I must admit that I’ve lead a rather sheltered life in some ways. I’ve been with my husband for 36 years, since I was 19. I never really was part of the dating market and I am blissfully ignorant of its workings. I have not been much pursued by members of any gender, and those I would have liked to pursue have tended to run the other way. So I can’t claim to have a complete picture of what’s going on out there.

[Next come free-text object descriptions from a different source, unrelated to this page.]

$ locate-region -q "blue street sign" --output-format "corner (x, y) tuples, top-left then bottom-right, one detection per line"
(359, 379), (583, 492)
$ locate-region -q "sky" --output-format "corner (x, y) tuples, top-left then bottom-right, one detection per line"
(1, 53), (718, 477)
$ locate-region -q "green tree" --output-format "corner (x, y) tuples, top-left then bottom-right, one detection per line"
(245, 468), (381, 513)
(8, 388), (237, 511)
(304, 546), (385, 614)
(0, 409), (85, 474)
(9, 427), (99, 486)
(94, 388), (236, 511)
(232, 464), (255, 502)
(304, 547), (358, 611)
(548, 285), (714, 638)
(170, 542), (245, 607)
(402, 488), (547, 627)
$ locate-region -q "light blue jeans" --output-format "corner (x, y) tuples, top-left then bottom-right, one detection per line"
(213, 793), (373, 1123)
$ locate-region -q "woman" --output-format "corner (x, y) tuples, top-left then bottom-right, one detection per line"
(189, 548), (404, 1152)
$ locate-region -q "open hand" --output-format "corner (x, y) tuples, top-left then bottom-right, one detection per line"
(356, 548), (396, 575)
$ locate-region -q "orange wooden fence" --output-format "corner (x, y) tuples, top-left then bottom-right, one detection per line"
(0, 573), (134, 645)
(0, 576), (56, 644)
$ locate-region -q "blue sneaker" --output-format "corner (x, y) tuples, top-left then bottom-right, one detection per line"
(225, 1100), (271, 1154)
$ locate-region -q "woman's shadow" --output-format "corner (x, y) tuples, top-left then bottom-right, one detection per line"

I’ve also been extremely lucky in not being given much guff about my 360-degree sexual orientation. Some guff, but relatively little. As a teenager, I knew other people who had attractions to both males and females, so I felt, if not normal, not too terribly outré. My husband has always been fine with me being me. I haven’t remotely experienced the oppression that a great many people have. (There was that one woman I had a youthful crush on for years, who, when I told her how I felt, looked at me as if I’d crawled out from under a rock and refused to ever speak to me again. That was the worst of it.) The straight world has been pretty gentle to me for the most part. The gay world has been too, in terms of my interactions with individuals. I didn’t know that there was a deep prejudice about people like me. Here’s someone’s take on it, which may or may not reflect what any specific person thinks:
Well. Perhaps people would have had more of a problem with me if I were trying to date them? Then I’d be rejected by all sides? I decided to ask some trusted gay friends for their point of view and what they were hearing out in the world. I’m not going to quote them directly, because I want to preserve their privacy, but what I was told was eye-opening, to say the least. In one case it was positively vicious. Even the more compassionate statements concerned why the person would never want to get into a relationship with a bisexual. I was taken aback. No wonder a lot of people like me want to use some other label.

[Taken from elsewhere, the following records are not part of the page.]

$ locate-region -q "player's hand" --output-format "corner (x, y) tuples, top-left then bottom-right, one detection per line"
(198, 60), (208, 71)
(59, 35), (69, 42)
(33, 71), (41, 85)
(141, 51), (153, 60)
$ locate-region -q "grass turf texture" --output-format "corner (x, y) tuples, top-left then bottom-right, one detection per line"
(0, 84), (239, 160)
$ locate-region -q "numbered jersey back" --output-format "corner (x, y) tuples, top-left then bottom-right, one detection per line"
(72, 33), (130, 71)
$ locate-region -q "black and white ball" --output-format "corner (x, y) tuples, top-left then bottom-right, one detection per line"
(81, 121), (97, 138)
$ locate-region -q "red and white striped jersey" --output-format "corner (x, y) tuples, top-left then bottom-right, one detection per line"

If it’s necessary to use a label at all, that is. I hear that the young whippersnappers increasingly are saying what I’ve always said, that they are interested in the person, not the plumbing, that sexuality is fluid, and that labels are too limiting and they don’t want them. Maybe at some point all of this distinction-making will seem quaint and outdated, and people will just be who they are and feel how they feel. That day isn’t quite here yet, but there’s hope.

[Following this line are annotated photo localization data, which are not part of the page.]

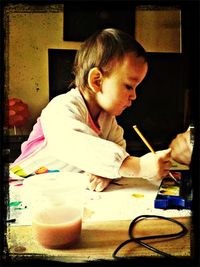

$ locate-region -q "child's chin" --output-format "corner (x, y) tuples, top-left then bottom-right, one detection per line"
(115, 110), (123, 116)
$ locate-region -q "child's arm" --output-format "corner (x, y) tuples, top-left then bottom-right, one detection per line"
(40, 94), (129, 179)
(119, 148), (172, 181)
(86, 148), (172, 192)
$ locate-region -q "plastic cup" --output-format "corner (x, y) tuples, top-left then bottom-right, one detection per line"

I do “pass” and that has probably been a benefit to me– a degree of “bisexual privilege” for real. I’m not trying to pass, though, and don’t particularly want to. I’m still using the old-school label bisexual, understanding its limits*, because it is what I’ve always called myself, what I’ve known myself to be ever since I was aware of having any sexuality at all. But now I’m beginning to think of myself as:
*“Pansexual” might be better but doesn’t feel quite right. And I haven’t come up with a word for someone who is in love with a person who has been dead since 1849, or who is almost exclusively attracted to musicians, or who thinks pianos are a turn-on. “Sapiosexual” is a great word and fits me well– someone who is attracted to intelligence. Mary Oishi expanded this to “sapiocardiosexual”– attracted to a fine brain and a good heart. Far more important than the organs lower down.
Whovians may very well have a word for those of us who think the Tenth Doctor was seriously hot. He’s the one who explained that time is not linear, but instead is more like “wibbly-wobbly timey-wimey.”